Sentence embeddings are a powerful tool in natural language processing that helps analyze and understand language. Transformers, a type of neural network architecture, are a popular method for generating these embeddings. Using sentence embeddings with Transformers has become popular because it allows for the creation of high-quality vector representations of entire sentences that capture their semantic and syntactic meaning.
Sentence embeddings with Transformers are a powerful natural language processing (NLP) technique that use deep learning models known as Transformers to encode sentences into fixed-length vectors that can be used for a variety of NLP tasks. Specifically, it involves using pre-trained transformer models, such as BERT or RoBERTa, to encode text into dense vectors that capture the semantic meaning of the sentences.
Transformers have revolutionized the field of NLP by enabling the creation of language models that can understand context and generate coherent text, and sentence embeddings are one of the many applications of this technology. By generating a vector representation of a sentence, these embeddings allow us to compare and measure the similarity between sentences, cluster similar sentences together, and perform a wide range of other NLP tasks.
In Spark NLP, this technique can be applied using the Bert, RoBerta or XlmRoBerta (multilingual) sentence level embeddings, which leverages pretrained transformer models to generate embeddings for each sentence that captures the overall meaning of the sentence in a document. These embeddings can then be used for a variety of downstream tasks, such as sentiment analysis, text classification, or semantic search.
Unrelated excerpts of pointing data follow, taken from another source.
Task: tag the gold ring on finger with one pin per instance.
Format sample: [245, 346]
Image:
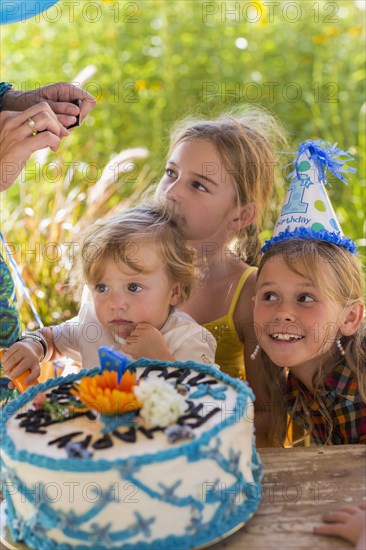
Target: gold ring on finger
[32, 125]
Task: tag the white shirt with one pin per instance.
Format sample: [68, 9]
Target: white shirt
[80, 337]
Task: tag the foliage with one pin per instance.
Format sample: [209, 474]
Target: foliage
[153, 63]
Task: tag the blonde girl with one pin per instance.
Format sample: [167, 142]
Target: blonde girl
[308, 312]
[219, 176]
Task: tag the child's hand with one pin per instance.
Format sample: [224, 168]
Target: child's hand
[347, 522]
[146, 341]
[20, 357]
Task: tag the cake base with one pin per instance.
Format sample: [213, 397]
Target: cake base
[7, 541]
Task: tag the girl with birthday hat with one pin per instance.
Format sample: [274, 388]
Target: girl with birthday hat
[308, 310]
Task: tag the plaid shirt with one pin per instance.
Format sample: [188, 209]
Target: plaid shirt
[343, 403]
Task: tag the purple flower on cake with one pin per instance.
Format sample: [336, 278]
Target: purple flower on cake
[162, 405]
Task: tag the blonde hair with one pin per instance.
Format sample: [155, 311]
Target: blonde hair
[118, 237]
[244, 138]
[343, 283]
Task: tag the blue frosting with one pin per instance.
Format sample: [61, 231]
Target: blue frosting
[228, 513]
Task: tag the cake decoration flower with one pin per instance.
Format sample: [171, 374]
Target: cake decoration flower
[104, 393]
[162, 405]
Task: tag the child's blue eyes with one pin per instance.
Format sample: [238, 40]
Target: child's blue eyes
[131, 287]
[305, 298]
[102, 288]
[134, 287]
[196, 184]
[199, 186]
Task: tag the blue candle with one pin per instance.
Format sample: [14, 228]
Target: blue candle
[110, 359]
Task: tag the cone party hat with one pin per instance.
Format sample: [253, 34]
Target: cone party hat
[307, 212]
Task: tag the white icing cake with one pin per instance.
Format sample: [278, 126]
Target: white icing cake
[75, 479]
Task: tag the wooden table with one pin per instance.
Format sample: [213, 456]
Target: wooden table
[299, 485]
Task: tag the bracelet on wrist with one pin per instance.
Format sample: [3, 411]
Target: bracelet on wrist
[4, 87]
[36, 337]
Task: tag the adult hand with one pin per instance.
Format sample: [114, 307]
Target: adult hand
[58, 96]
[348, 523]
[17, 141]
[20, 357]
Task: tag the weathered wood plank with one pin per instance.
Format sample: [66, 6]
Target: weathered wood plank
[299, 485]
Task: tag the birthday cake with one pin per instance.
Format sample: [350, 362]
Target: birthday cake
[162, 457]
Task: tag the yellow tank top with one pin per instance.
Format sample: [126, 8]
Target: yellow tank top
[230, 349]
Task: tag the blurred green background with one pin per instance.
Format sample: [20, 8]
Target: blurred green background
[150, 63]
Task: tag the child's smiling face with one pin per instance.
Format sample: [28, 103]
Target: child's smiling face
[203, 191]
[296, 323]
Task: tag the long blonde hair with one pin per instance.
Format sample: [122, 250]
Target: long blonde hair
[343, 283]
[245, 138]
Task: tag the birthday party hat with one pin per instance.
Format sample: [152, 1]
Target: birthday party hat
[307, 212]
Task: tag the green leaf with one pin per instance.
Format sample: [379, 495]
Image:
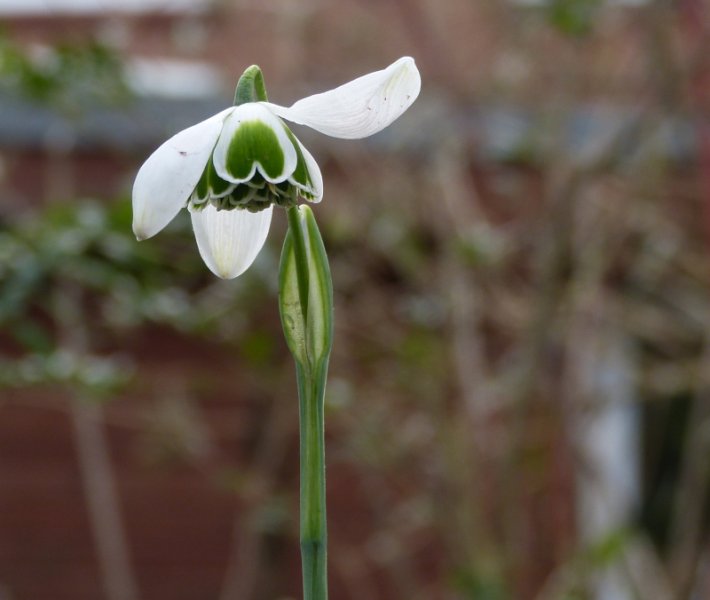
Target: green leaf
[254, 141]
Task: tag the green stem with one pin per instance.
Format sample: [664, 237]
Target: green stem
[314, 536]
[311, 375]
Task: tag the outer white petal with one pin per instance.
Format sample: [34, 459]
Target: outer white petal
[166, 180]
[359, 108]
[313, 171]
[229, 240]
[244, 113]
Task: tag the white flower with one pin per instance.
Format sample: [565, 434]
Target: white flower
[231, 169]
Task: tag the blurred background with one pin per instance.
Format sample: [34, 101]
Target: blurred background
[518, 405]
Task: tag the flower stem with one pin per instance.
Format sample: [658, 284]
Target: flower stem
[314, 536]
[306, 305]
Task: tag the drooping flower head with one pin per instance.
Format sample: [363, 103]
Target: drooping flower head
[231, 169]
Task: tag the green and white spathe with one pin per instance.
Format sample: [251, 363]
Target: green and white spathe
[230, 169]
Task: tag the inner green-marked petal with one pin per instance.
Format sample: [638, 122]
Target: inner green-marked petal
[254, 141]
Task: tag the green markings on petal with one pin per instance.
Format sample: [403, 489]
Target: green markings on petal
[210, 185]
[254, 142]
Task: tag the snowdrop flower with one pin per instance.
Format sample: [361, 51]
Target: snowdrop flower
[231, 169]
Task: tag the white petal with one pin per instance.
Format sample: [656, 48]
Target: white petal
[359, 108]
[313, 172]
[229, 240]
[166, 180]
[260, 148]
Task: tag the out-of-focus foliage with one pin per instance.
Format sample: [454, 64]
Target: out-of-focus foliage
[67, 76]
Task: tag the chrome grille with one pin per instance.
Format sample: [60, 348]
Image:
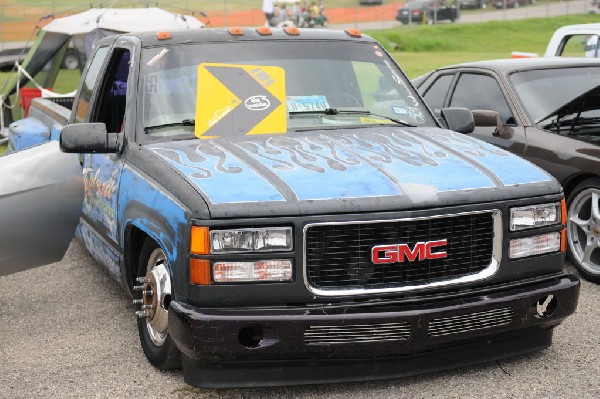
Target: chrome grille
[357, 333]
[338, 255]
[470, 322]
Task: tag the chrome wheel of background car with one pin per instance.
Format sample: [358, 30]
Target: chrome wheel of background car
[583, 228]
[155, 287]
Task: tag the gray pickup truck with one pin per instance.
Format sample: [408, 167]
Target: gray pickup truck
[284, 209]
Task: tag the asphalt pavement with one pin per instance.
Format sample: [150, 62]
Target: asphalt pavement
[540, 9]
[68, 331]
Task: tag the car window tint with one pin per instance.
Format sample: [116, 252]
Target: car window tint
[435, 95]
[477, 91]
[89, 84]
[580, 46]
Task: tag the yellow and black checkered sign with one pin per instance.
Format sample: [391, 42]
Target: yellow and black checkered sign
[238, 100]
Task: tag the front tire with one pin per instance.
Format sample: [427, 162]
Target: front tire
[583, 228]
[158, 346]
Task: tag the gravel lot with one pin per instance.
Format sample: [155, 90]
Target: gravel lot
[67, 330]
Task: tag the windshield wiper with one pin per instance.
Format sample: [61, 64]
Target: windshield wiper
[574, 126]
[335, 111]
[185, 122]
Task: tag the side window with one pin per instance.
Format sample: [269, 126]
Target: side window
[89, 84]
[435, 95]
[477, 91]
[580, 46]
[110, 107]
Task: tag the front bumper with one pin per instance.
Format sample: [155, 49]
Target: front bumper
[268, 346]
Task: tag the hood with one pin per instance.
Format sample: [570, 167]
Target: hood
[350, 171]
[588, 101]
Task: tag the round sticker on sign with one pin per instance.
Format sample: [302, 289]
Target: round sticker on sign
[257, 103]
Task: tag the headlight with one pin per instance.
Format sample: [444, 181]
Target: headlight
[535, 245]
[527, 217]
[264, 270]
[268, 239]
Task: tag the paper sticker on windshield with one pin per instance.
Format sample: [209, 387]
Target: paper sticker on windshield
[157, 57]
[306, 103]
[375, 120]
[239, 100]
[400, 110]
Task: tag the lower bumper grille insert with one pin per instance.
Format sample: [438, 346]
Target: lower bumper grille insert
[357, 333]
[470, 322]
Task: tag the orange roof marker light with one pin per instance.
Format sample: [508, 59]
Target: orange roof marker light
[236, 31]
[264, 31]
[353, 32]
[163, 35]
[292, 31]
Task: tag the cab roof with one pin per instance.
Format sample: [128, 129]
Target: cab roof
[149, 39]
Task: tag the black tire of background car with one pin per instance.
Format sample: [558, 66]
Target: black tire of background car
[166, 356]
[577, 195]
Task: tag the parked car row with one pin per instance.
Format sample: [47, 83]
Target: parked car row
[426, 11]
[546, 110]
[432, 11]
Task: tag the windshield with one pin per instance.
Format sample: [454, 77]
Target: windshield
[544, 91]
[327, 85]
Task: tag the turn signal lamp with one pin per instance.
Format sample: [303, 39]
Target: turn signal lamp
[535, 245]
[163, 35]
[527, 217]
[200, 271]
[200, 244]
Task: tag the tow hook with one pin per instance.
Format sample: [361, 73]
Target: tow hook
[147, 302]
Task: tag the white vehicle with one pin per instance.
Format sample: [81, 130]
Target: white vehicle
[574, 41]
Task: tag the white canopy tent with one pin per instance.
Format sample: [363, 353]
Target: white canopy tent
[80, 31]
[122, 20]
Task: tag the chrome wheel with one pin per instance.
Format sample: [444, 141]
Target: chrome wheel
[157, 302]
[584, 230]
[153, 317]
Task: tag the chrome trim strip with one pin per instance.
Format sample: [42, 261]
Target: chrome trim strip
[482, 275]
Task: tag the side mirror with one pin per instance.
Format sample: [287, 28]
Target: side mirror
[458, 119]
[489, 118]
[89, 138]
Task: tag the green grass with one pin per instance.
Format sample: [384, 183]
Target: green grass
[419, 49]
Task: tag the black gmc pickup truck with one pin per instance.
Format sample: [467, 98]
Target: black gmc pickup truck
[284, 209]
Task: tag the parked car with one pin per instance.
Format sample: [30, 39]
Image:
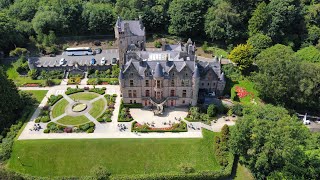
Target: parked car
[103, 61]
[93, 61]
[62, 60]
[98, 51]
[114, 61]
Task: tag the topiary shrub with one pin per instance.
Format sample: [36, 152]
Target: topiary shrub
[186, 168]
[100, 173]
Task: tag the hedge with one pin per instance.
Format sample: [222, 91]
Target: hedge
[177, 129]
[53, 99]
[73, 90]
[100, 91]
[135, 105]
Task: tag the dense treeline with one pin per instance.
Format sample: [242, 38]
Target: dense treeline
[290, 22]
[275, 145]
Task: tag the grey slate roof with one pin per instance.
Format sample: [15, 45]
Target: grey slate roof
[158, 72]
[163, 68]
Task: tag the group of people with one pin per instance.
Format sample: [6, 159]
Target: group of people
[192, 127]
[36, 127]
[122, 127]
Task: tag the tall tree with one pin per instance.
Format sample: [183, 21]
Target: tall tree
[186, 17]
[10, 102]
[222, 23]
[100, 17]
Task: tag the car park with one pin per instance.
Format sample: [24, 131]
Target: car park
[62, 60]
[103, 61]
[98, 51]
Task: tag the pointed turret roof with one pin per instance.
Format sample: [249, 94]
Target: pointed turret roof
[158, 72]
[196, 73]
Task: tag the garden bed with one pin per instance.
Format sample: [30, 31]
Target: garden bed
[144, 128]
[53, 99]
[57, 128]
[73, 90]
[106, 116]
[100, 91]
[43, 116]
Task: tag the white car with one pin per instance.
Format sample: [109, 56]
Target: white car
[103, 61]
[62, 60]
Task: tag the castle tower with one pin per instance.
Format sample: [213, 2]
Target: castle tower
[195, 85]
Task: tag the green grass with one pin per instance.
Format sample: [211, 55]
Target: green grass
[119, 156]
[249, 86]
[38, 94]
[84, 96]
[59, 108]
[97, 108]
[71, 120]
[243, 173]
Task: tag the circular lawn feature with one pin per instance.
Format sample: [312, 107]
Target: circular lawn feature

XlmRoBertaSentenceEmbeddings are annotators in Spark NLP that use the pre-trained BERT (Bidirectional Encoder Representations from Transformers) — family language models to generate fixed-length sentence embeddings for natural language text.
Generating sentence embeddings from word embeddings is also a popular approach in Spark NLP that involves transforming individual word embeddings into a fixed-size vector representation that captures the meaning and context of a whole sentence. This process is achieved through a variety of techniques such as averaging or pooling that enable the modeling of sentence-level semantics and enable downstream tasks such as sentiment analysis, text classification, and machine translation. The resulting sentence embeddings can capture complex relationships between words, syntax, and context and provide a more comprehensive understanding of textual data.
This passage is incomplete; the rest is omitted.